C Scott Hartz, the former chief executive of PricewaterhouseCoopers, is the newest addition to the company’s board. With the addition of Hartz, Siebel Systems’ board now consists of nine directors, according to an Associated Press report.
Hartz joins a board under fire by an investor lawsuit that alleges the directors distributed bushels of lucrative stock options to insiders in violation of the San Mateo, California-based company’s guidelines. In July, San Mateo County Superior Court Judge Quentin Kopp cleared the way for the Teachers Retirement System of Louisiana to continue to pursue its lawsuit against the software maker and to seek punitive damages against both Chief Executive Tom Siebel and members of the company’s board of directors (See Siebel Systems Could Face Punitive Damages For Option Fiasco ).

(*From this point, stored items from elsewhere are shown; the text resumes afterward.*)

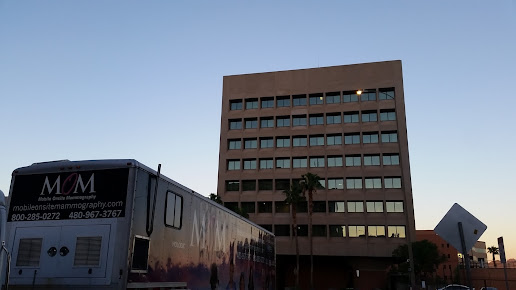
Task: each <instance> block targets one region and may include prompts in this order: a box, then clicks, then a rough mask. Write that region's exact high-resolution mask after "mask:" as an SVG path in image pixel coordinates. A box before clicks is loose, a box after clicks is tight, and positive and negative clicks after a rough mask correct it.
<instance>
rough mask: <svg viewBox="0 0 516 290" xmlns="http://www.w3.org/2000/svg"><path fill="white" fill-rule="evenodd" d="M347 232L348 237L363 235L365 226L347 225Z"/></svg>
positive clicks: (364, 228) (352, 237)
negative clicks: (347, 232)
mask: <svg viewBox="0 0 516 290" xmlns="http://www.w3.org/2000/svg"><path fill="white" fill-rule="evenodd" d="M348 234H349V237H350V238H360V237H365V226H348Z"/></svg>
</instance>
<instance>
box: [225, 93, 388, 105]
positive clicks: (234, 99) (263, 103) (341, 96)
mask: <svg viewBox="0 0 516 290" xmlns="http://www.w3.org/2000/svg"><path fill="white" fill-rule="evenodd" d="M377 95H378V99H379V100H393V99H394V88H381V89H378V91H377V90H376V89H367V90H357V91H344V92H328V93H314V94H308V98H307V94H299V95H292V96H276V97H262V98H259V99H258V98H247V99H244V100H242V99H233V100H230V101H229V109H230V110H242V109H243V108H244V101H245V109H246V110H253V109H258V108H262V109H266V108H274V104H275V103H276V107H277V108H281V107H290V106H291V104H292V106H293V107H297V106H306V105H307V104H310V105H322V104H324V103H326V104H340V103H350V102H358V101H359V100H360V101H361V102H369V101H376V99H377ZM275 101H276V102H275Z"/></svg>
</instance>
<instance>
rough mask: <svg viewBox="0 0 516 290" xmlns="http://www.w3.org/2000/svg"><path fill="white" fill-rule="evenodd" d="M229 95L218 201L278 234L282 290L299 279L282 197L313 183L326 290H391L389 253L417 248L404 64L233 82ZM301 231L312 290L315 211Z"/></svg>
mask: <svg viewBox="0 0 516 290" xmlns="http://www.w3.org/2000/svg"><path fill="white" fill-rule="evenodd" d="M222 95H223V96H222V117H221V134H220V155H219V176H218V188H217V192H218V194H219V195H220V196H221V198H222V200H223V201H224V203H225V205H226V206H228V207H241V208H243V209H244V210H245V211H247V212H248V213H249V219H250V220H252V221H254V222H255V223H257V224H259V225H262V226H263V227H265V228H267V229H269V230H271V231H273V232H274V233H275V235H276V245H277V254H278V256H277V263H278V274H277V276H278V281H279V282H278V288H282V287H287V286H292V285H293V283H294V278H293V277H294V274H293V271H294V267H295V242H294V238H293V237H292V229H291V224H292V217H291V214H290V206H289V205H287V204H285V202H284V200H285V195H284V193H283V190H285V189H287V188H289V185H290V184H291V183H292V182H298V181H299V180H300V178H301V175H302V174H305V173H307V172H310V173H314V174H317V175H318V176H320V177H321V185H322V186H323V187H324V188H323V189H319V190H317V192H316V193H315V194H314V213H313V218H312V221H313V227H312V229H313V231H312V232H313V245H314V246H313V253H314V265H315V267H314V268H315V270H314V281H315V283H316V285H318V286H317V288H318V289H323V288H346V287H351V286H353V287H359V288H367V287H369V288H373V287H380V288H382V287H384V286H385V283H387V282H386V281H387V271H386V269H387V268H388V266H389V264H390V263H391V258H390V257H391V255H392V251H393V250H394V249H395V248H396V247H398V246H399V245H402V244H405V243H407V242H408V241H409V240H415V226H414V212H413V203H412V189H411V179H410V165H409V153H408V142H407V130H406V128H407V127H406V121H405V104H404V94H403V78H402V68H401V61H386V62H377V63H366V64H355V65H344V66H333V67H322V68H312V69H302V70H291V71H279V72H268V73H256V74H244V75H233V76H225V77H224V84H223V93H222ZM297 220H298V224H299V226H298V235H299V245H300V253H301V255H302V256H303V257H302V258H303V259H304V260H302V264H303V267H301V269H300V271H301V281H302V283H301V284H302V285H305V287H308V286H307V285H308V283H309V280H308V279H309V276H310V272H309V269H310V266H309V260H308V259H306V257H307V256H308V255H309V241H308V237H307V233H308V226H307V225H308V214H307V205H306V203H305V204H301V205H300V206H299V207H298V214H297ZM280 268H281V269H280ZM280 271H282V272H284V273H280ZM280 280H281V281H284V282H280ZM281 283H284V284H281ZM382 283H383V284H382Z"/></svg>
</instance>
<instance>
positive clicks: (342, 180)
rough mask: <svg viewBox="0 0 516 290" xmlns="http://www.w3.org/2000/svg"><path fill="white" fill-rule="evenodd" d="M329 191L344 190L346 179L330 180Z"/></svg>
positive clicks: (329, 181) (335, 178) (331, 179)
mask: <svg viewBox="0 0 516 290" xmlns="http://www.w3.org/2000/svg"><path fill="white" fill-rule="evenodd" d="M327 188H328V189H344V179H342V178H328V187H327Z"/></svg>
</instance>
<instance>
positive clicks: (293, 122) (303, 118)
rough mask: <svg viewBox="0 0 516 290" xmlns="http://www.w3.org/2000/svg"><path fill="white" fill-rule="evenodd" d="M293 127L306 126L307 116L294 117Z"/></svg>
mask: <svg viewBox="0 0 516 290" xmlns="http://www.w3.org/2000/svg"><path fill="white" fill-rule="evenodd" d="M292 126H294V127H295V126H306V115H298V116H292Z"/></svg>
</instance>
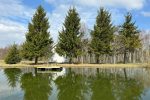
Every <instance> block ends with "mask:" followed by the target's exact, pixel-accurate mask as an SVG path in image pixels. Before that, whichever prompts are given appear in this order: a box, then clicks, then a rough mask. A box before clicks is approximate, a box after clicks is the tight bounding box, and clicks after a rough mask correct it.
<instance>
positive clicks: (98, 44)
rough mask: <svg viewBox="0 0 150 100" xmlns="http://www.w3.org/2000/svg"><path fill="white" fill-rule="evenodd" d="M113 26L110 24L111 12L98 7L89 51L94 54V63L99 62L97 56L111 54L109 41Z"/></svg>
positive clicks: (110, 40)
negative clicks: (97, 12) (103, 54)
mask: <svg viewBox="0 0 150 100" xmlns="http://www.w3.org/2000/svg"><path fill="white" fill-rule="evenodd" d="M113 30H114V27H113V25H112V24H111V14H110V13H109V12H108V11H106V10H105V9H104V8H100V10H99V11H98V16H97V18H96V24H95V25H94V30H93V31H92V32H91V37H92V40H91V44H90V48H91V51H92V52H93V53H94V54H95V56H96V63H99V56H100V55H103V54H111V52H112V48H111V42H112V41H113Z"/></svg>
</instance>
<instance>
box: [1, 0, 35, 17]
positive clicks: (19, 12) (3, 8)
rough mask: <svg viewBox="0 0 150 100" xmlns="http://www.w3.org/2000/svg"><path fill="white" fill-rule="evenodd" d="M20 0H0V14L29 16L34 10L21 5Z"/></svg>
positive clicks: (1, 15) (15, 15)
mask: <svg viewBox="0 0 150 100" xmlns="http://www.w3.org/2000/svg"><path fill="white" fill-rule="evenodd" d="M21 1H22V0H1V1H0V12H1V14H0V16H1V17H2V16H3V17H8V16H9V17H10V16H13V17H14V16H16V17H21V18H29V17H31V15H32V14H33V12H34V10H33V9H31V8H30V7H27V6H23V4H22V2H21Z"/></svg>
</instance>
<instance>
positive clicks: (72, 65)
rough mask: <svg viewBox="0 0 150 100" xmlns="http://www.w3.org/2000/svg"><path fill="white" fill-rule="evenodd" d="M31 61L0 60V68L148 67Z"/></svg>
mask: <svg viewBox="0 0 150 100" xmlns="http://www.w3.org/2000/svg"><path fill="white" fill-rule="evenodd" d="M32 63H33V62H29V61H23V62H21V63H18V64H5V63H4V61H0V68H24V67H34V68H38V67H43V68H52V67H64V68H150V64H148V63H135V64H132V63H128V64H38V65H33V64H32Z"/></svg>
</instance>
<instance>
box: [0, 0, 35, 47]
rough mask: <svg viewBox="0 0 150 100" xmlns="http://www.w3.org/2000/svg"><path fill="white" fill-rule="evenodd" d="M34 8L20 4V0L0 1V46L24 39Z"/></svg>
mask: <svg viewBox="0 0 150 100" xmlns="http://www.w3.org/2000/svg"><path fill="white" fill-rule="evenodd" d="M33 12H34V9H31V8H30V7H27V6H25V5H23V4H22V0H1V1H0V47H5V46H7V45H10V44H13V43H14V42H15V43H18V44H20V43H22V42H23V41H24V37H25V33H26V32H27V25H26V24H25V23H27V22H25V23H24V21H26V20H29V19H31V16H32V14H33Z"/></svg>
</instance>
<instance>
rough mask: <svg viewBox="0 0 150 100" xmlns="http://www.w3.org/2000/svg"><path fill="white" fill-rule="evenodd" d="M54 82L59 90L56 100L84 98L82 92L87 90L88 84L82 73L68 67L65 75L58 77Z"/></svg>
mask: <svg viewBox="0 0 150 100" xmlns="http://www.w3.org/2000/svg"><path fill="white" fill-rule="evenodd" d="M55 83H56V85H57V87H58V91H59V94H58V100H86V99H85V97H84V94H86V93H87V92H88V86H87V84H86V77H84V76H83V75H80V74H75V72H72V71H71V69H68V70H67V73H66V75H65V76H60V77H58V78H57V79H56V80H55Z"/></svg>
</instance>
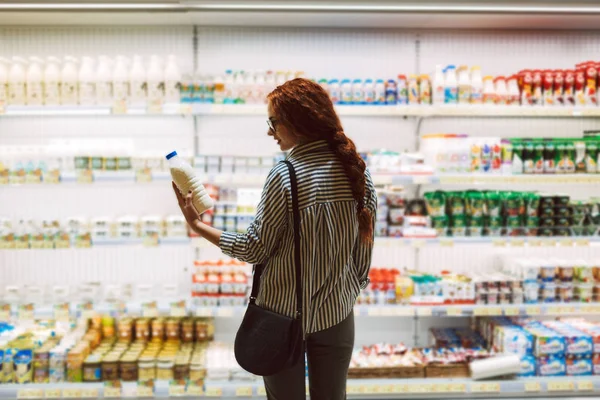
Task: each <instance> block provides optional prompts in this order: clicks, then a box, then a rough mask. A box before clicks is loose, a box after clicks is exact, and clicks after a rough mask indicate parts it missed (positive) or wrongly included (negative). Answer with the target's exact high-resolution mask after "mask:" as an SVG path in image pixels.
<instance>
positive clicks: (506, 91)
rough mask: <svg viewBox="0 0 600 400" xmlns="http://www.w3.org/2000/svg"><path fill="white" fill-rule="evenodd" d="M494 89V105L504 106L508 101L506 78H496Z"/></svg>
mask: <svg viewBox="0 0 600 400" xmlns="http://www.w3.org/2000/svg"><path fill="white" fill-rule="evenodd" d="M494 88H495V89H496V100H495V103H496V104H500V105H505V104H507V100H508V89H507V88H506V78H505V77H503V76H497V77H496V79H494Z"/></svg>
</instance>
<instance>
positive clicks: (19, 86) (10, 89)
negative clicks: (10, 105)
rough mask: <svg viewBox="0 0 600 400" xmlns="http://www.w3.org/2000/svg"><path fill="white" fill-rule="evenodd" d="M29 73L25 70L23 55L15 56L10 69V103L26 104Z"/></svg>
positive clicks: (9, 79)
mask: <svg viewBox="0 0 600 400" xmlns="http://www.w3.org/2000/svg"><path fill="white" fill-rule="evenodd" d="M26 81H27V74H26V71H25V60H24V59H23V58H21V57H13V58H12V64H11V66H10V70H9V71H8V103H9V104H12V105H20V106H22V105H25V99H26V93H25V82H26Z"/></svg>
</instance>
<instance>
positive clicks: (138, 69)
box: [129, 55, 150, 105]
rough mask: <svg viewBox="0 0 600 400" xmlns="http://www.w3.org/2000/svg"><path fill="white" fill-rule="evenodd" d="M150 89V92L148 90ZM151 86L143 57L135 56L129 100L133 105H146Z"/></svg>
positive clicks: (129, 90) (129, 87)
mask: <svg viewBox="0 0 600 400" xmlns="http://www.w3.org/2000/svg"><path fill="white" fill-rule="evenodd" d="M146 90H148V92H146ZM149 91H150V87H149V84H148V77H147V76H146V70H145V69H144V64H143V62H142V57H141V56H139V55H135V56H133V63H132V65H131V71H130V72H129V92H130V97H129V102H130V103H131V104H132V105H144V104H146V100H147V98H148V95H149Z"/></svg>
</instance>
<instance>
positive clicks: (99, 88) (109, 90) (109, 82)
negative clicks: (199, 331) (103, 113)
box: [96, 82, 112, 103]
mask: <svg viewBox="0 0 600 400" xmlns="http://www.w3.org/2000/svg"><path fill="white" fill-rule="evenodd" d="M96 98H97V99H98V102H99V103H107V102H109V101H110V99H111V98H112V82H98V83H97V84H96Z"/></svg>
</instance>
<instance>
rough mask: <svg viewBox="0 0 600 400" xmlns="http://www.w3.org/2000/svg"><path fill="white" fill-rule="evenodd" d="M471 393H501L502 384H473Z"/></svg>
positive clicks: (492, 383) (493, 382)
mask: <svg viewBox="0 0 600 400" xmlns="http://www.w3.org/2000/svg"><path fill="white" fill-rule="evenodd" d="M471 392H472V393H500V384H499V383H497V382H489V383H484V382H482V383H472V384H471Z"/></svg>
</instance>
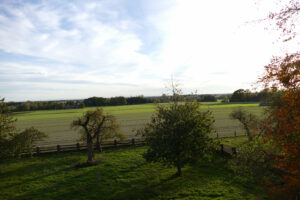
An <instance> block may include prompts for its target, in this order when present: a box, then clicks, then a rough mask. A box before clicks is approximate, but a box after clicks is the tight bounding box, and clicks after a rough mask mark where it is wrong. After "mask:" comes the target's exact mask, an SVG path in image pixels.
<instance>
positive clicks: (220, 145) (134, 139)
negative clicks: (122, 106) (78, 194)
mask: <svg viewBox="0 0 300 200" xmlns="http://www.w3.org/2000/svg"><path fill="white" fill-rule="evenodd" d="M144 144H146V143H145V141H144V139H143V138H132V139H130V140H124V141H117V140H114V141H111V142H105V143H103V144H101V148H102V149H109V148H115V147H129V146H139V145H144ZM94 148H95V149H97V147H96V145H94ZM86 149H87V145H86V144H82V143H76V144H68V145H56V146H47V147H39V146H37V147H35V148H34V149H32V151H31V152H24V153H22V155H35V156H39V155H41V154H45V153H60V152H72V151H81V150H86ZM219 151H220V152H221V153H223V154H226V155H236V154H237V148H236V147H233V146H230V145H226V144H221V145H220V149H219Z"/></svg>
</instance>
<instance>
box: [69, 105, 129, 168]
mask: <svg viewBox="0 0 300 200" xmlns="http://www.w3.org/2000/svg"><path fill="white" fill-rule="evenodd" d="M71 127H73V128H82V129H81V130H82V132H81V133H82V137H81V139H83V140H85V141H86V143H87V147H88V160H87V163H88V164H93V162H94V143H95V142H96V145H97V148H98V149H99V150H101V149H102V148H101V144H102V142H103V141H104V140H105V139H109V138H120V139H123V138H124V137H125V136H124V135H123V134H121V133H120V125H119V124H118V123H117V121H116V118H115V117H114V116H113V115H108V114H104V113H103V109H101V108H97V109H96V110H90V111H87V112H86V113H84V114H83V116H82V117H79V118H78V119H77V120H74V121H73V122H72V124H71Z"/></svg>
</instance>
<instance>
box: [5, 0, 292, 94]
mask: <svg viewBox="0 0 300 200" xmlns="http://www.w3.org/2000/svg"><path fill="white" fill-rule="evenodd" d="M127 4H128V2H127V1H123V0H113V1H112V0H110V1H74V2H62V1H54V2H53V1H41V2H39V3H37V4H33V3H24V2H21V6H20V5H18V4H17V3H11V2H9V1H8V2H3V3H0V49H1V50H2V51H3V52H5V53H3V54H4V56H3V58H4V57H5V55H16V57H17V58H15V59H13V58H12V59H11V60H9V61H7V60H5V59H4V60H0V71H1V72H3V73H2V74H1V75H0V78H2V83H3V84H2V87H0V91H1V93H3V94H4V95H6V96H8V97H9V98H11V99H13V100H26V99H47V98H49V99H55V98H77V97H79V98H81V97H88V96H94V95H102V96H115V95H126V96H128V95H135V94H142V93H143V94H145V95H159V94H161V92H162V91H164V84H165V82H166V80H168V79H170V77H171V75H173V76H174V77H175V78H176V79H179V80H180V81H181V83H182V84H183V85H182V86H183V87H184V88H185V89H186V91H188V92H190V91H192V90H194V89H198V92H200V93H202V92H203V93H214V92H218V93H221V92H233V91H234V90H235V89H238V88H241V87H244V88H249V87H251V83H253V82H254V81H256V80H257V76H258V74H259V73H261V71H262V70H263V66H264V65H265V64H267V63H268V62H269V59H270V57H271V56H272V55H280V54H282V53H283V50H281V49H282V46H281V45H279V44H276V45H275V44H274V43H273V42H274V41H275V40H276V38H277V36H278V34H277V33H272V32H271V31H266V30H264V26H266V24H263V23H260V24H259V23H250V24H246V23H245V22H247V21H251V20H255V19H259V18H263V17H265V16H266V15H267V14H268V9H273V10H274V9H277V7H276V6H273V5H274V4H273V3H272V1H269V0H266V1H263V2H262V3H260V4H259V5H256V4H255V3H253V1H251V0H249V1H240V0H229V1H222V0H213V1H205V2H204V1H198V0H184V1H183V0H181V1H180V0H178V1H170V2H167V1H159V0H152V1H142V3H141V5H140V6H139V7H136V8H134V7H130V8H128V5H127ZM272 6H273V7H272ZM137 9H142V11H139V10H137ZM132 12H144V13H143V16H141V18H136V17H135V16H137V15H134V14H132ZM289 45H290V46H288V47H287V48H288V49H294V50H295V49H297V48H298V46H297V45H295V43H291V44H289ZM0 53H1V52H0ZM18 56H19V57H18ZM23 57H24V59H23ZM55 81H57V83H55ZM4 85H5V87H4ZM21 86H23V90H22V88H21ZM7 88H9V90H8V89H7ZM56 90H57V91H65V92H61V93H59V92H56ZM20 91H23V93H22V92H20ZM30 91H31V92H30ZM98 92H99V93H98ZM26 93H27V95H28V96H27V97H26ZM39 94H42V96H41V97H39ZM47 95H48V96H47ZM58 95H61V96H58Z"/></svg>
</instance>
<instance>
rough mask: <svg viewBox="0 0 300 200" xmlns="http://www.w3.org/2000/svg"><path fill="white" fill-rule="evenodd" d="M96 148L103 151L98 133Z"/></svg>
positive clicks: (100, 151)
mask: <svg viewBox="0 0 300 200" xmlns="http://www.w3.org/2000/svg"><path fill="white" fill-rule="evenodd" d="M96 148H97V150H98V151H99V152H100V153H102V147H101V143H100V138H99V135H97V141H96Z"/></svg>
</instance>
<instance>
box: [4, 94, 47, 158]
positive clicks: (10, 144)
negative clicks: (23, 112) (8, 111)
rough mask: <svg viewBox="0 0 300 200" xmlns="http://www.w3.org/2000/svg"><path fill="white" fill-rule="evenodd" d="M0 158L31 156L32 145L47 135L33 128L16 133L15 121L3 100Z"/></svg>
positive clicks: (41, 139) (15, 126)
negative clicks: (25, 155) (28, 153)
mask: <svg viewBox="0 0 300 200" xmlns="http://www.w3.org/2000/svg"><path fill="white" fill-rule="evenodd" d="M0 106H1V107H0V157H1V158H7V157H12V156H20V155H21V153H22V152H28V153H30V154H31V150H32V147H33V144H34V143H35V142H36V141H38V140H42V139H44V138H45V137H47V135H46V134H45V133H43V132H41V131H39V130H37V129H35V128H34V127H31V128H28V129H26V130H24V131H22V132H18V130H17V129H16V126H15V122H16V119H14V118H13V117H12V116H11V115H10V114H9V113H8V109H7V106H6V104H5V103H4V99H1V100H0Z"/></svg>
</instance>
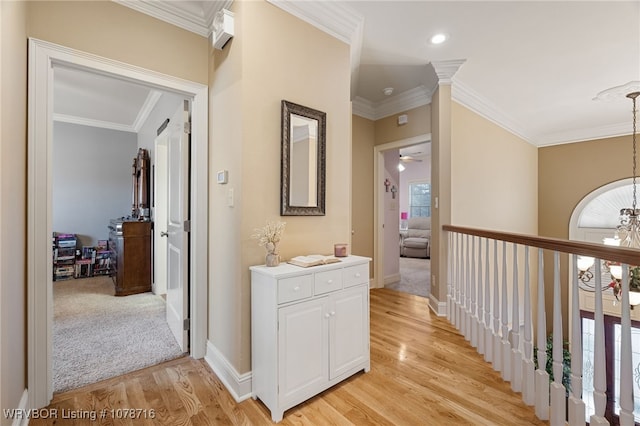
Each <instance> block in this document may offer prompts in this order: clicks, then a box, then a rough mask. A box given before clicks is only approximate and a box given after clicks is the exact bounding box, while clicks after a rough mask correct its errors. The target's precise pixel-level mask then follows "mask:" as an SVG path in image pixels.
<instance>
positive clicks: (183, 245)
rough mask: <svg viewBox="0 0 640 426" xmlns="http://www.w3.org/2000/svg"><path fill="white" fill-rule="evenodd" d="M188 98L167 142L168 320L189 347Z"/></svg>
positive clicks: (167, 298) (188, 138) (188, 143)
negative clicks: (167, 205)
mask: <svg viewBox="0 0 640 426" xmlns="http://www.w3.org/2000/svg"><path fill="white" fill-rule="evenodd" d="M188 129H189V101H187V100H185V101H184V105H180V107H179V108H178V110H177V111H176V112H175V114H174V115H173V117H172V118H171V119H170V121H169V125H168V127H167V130H168V132H169V135H168V136H169V137H168V143H167V157H168V161H167V166H168V167H167V180H168V194H167V201H168V211H167V234H168V235H167V322H168V323H169V328H170V329H171V332H172V333H173V335H174V336H175V337H176V340H177V341H178V344H179V345H180V348H181V349H182V350H183V351H184V352H187V351H188V350H189V330H188V326H187V324H186V323H187V322H188V320H187V321H185V320H186V319H187V318H188V316H189V232H188V231H189V222H188V220H189V130H188Z"/></svg>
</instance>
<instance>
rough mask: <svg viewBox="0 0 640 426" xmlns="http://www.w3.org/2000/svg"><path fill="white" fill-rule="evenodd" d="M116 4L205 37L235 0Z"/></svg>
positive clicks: (128, 0) (138, 0) (129, 1)
mask: <svg viewBox="0 0 640 426" xmlns="http://www.w3.org/2000/svg"><path fill="white" fill-rule="evenodd" d="M113 1H114V2H116V3H118V4H120V5H122V6H126V7H128V8H131V9H133V10H136V11H138V12H141V13H144V14H145V15H149V16H153V17H154V18H156V19H159V20H161V21H164V22H167V23H169V24H171V25H175V26H176V27H180V28H182V29H184V30H187V31H191V32H192V33H196V34H198V35H201V36H203V37H209V36H210V35H211V33H212V32H213V18H214V16H215V15H216V13H217V12H219V11H221V10H222V9H228V8H229V7H230V6H231V4H232V3H233V0H217V1H200V2H176V1H160V0H113Z"/></svg>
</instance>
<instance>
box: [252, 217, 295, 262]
mask: <svg viewBox="0 0 640 426" xmlns="http://www.w3.org/2000/svg"><path fill="white" fill-rule="evenodd" d="M286 224H287V223H286V222H279V221H268V222H267V224H266V225H265V226H263V227H262V228H256V229H255V230H254V234H253V235H251V238H255V239H257V240H258V245H259V246H263V247H264V248H265V249H267V257H266V265H267V266H277V265H279V264H280V255H279V254H278V243H279V242H280V238H281V237H282V234H283V233H284V227H285V225H286Z"/></svg>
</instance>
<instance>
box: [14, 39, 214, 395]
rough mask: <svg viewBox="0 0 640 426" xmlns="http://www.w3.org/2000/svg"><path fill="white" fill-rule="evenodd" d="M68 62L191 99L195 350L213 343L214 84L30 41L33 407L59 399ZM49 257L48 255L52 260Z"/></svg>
mask: <svg viewBox="0 0 640 426" xmlns="http://www.w3.org/2000/svg"><path fill="white" fill-rule="evenodd" d="M58 64H64V65H66V66H73V67H77V68H80V69H83V70H86V71H87V72H99V73H103V74H106V75H110V76H113V77H114V78H124V79H127V80H129V81H134V82H139V83H143V84H145V85H146V86H151V87H154V88H155V89H157V90H160V91H162V90H166V91H171V92H173V93H180V94H182V95H183V96H185V98H189V99H191V102H192V117H191V119H192V131H191V135H192V136H191V137H192V144H191V197H190V198H191V206H190V209H191V224H192V229H191V231H192V232H191V242H190V244H191V245H190V250H191V253H193V255H192V256H191V260H190V262H191V263H190V270H191V276H190V286H191V292H190V310H191V312H190V317H191V332H190V333H191V335H190V342H191V348H190V354H191V356H192V357H194V358H202V357H204V355H205V352H206V342H207V282H208V264H207V260H206V259H208V256H207V253H208V234H209V231H208V203H209V201H208V181H207V179H208V171H207V166H208V157H209V154H208V149H209V148H208V147H209V145H208V88H207V86H205V85H202V84H200V83H196V82H191V81H187V80H184V79H181V78H177V77H172V76H169V75H166V74H161V73H158V72H155V71H150V70H146V69H144V68H140V67H137V66H134V65H130V64H126V63H123V62H118V61H114V60H111V59H108V58H103V57H100V56H96V55H93V54H90V53H86V52H81V51H78V50H74V49H70V48H67V47H64V46H60V45H56V44H53V43H49V42H46V41H42V40H37V39H33V38H31V39H29V65H28V67H29V91H28V92H29V93H28V101H29V102H28V105H29V109H28V148H27V149H28V153H27V161H28V162H27V194H28V197H27V203H28V204H27V258H28V259H30V261H29V262H28V265H27V347H28V349H27V372H28V373H27V375H28V377H27V383H28V389H29V402H28V404H29V407H28V408H40V407H44V406H46V405H48V404H49V402H50V401H51V398H52V397H53V381H52V358H53V356H52V325H51V324H52V322H53V290H52V288H53V285H52V272H53V271H52V269H53V266H52V265H51V261H50V259H51V255H52V254H51V235H52V232H53V226H52V219H51V218H52V213H51V212H52V206H51V204H52V200H51V192H52V178H51V169H52V159H51V152H52V146H53V131H52V128H53V67H54V65H58ZM48 259H49V260H48Z"/></svg>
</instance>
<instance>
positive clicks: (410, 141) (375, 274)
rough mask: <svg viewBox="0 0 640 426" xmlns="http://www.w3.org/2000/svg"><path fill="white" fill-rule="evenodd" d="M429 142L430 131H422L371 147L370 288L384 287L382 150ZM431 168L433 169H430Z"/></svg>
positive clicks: (396, 148) (383, 237) (382, 179)
mask: <svg viewBox="0 0 640 426" xmlns="http://www.w3.org/2000/svg"><path fill="white" fill-rule="evenodd" d="M425 142H431V133H423V134H421V135H418V136H413V137H411V138H407V139H400V140H397V141H393V142H388V143H385V144H381V145H376V146H374V147H373V162H374V163H373V205H374V209H373V252H374V257H375V259H376V264H375V268H374V272H373V280H372V285H371V287H372V288H384V217H385V214H384V211H385V204H384V202H383V200H384V192H385V190H384V186H383V185H381V184H380V182H382V181H383V179H382V178H383V177H384V152H385V151H389V150H391V149H400V148H406V147H408V146H412V145H417V144H419V143H425ZM432 170H433V169H432Z"/></svg>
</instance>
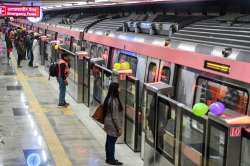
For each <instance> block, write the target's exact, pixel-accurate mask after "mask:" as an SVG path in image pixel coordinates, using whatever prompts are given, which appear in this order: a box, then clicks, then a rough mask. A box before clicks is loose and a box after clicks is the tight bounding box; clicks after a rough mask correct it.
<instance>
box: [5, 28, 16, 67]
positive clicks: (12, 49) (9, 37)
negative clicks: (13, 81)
mask: <svg viewBox="0 0 250 166" xmlns="http://www.w3.org/2000/svg"><path fill="white" fill-rule="evenodd" d="M13 39H14V32H13V31H12V29H9V30H7V32H6V33H5V42H6V48H7V63H8V64H9V61H10V54H11V53H12V50H13V45H12V40H13Z"/></svg>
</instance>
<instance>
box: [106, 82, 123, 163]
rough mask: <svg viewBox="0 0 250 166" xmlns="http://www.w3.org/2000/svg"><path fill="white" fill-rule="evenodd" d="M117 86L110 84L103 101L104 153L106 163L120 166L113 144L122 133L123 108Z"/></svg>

The retirement system alleged in its suit the software maker overstated its earnings by obfuscating stock option grants to CEO Siebel – a move that constituted a violation of the company’s own rules for granting options, by both exceeding a cap set on the number of options it was allowed to grant, and, in some cases, issuing options at below market value without expensing the difference in price.
Originally filed September 23, 2002, the lawsuit was amended in November (See Louisiana Fund Lobs More Allegations at Siebel ). Following the addendum, the suit further alleged the improperly issued stock options led to improper accounting that Siebel was aware of when he filed financial statements under the Sarbanes-Oxley Act.
The suit is now scheduled for a November 3, 2003 trial.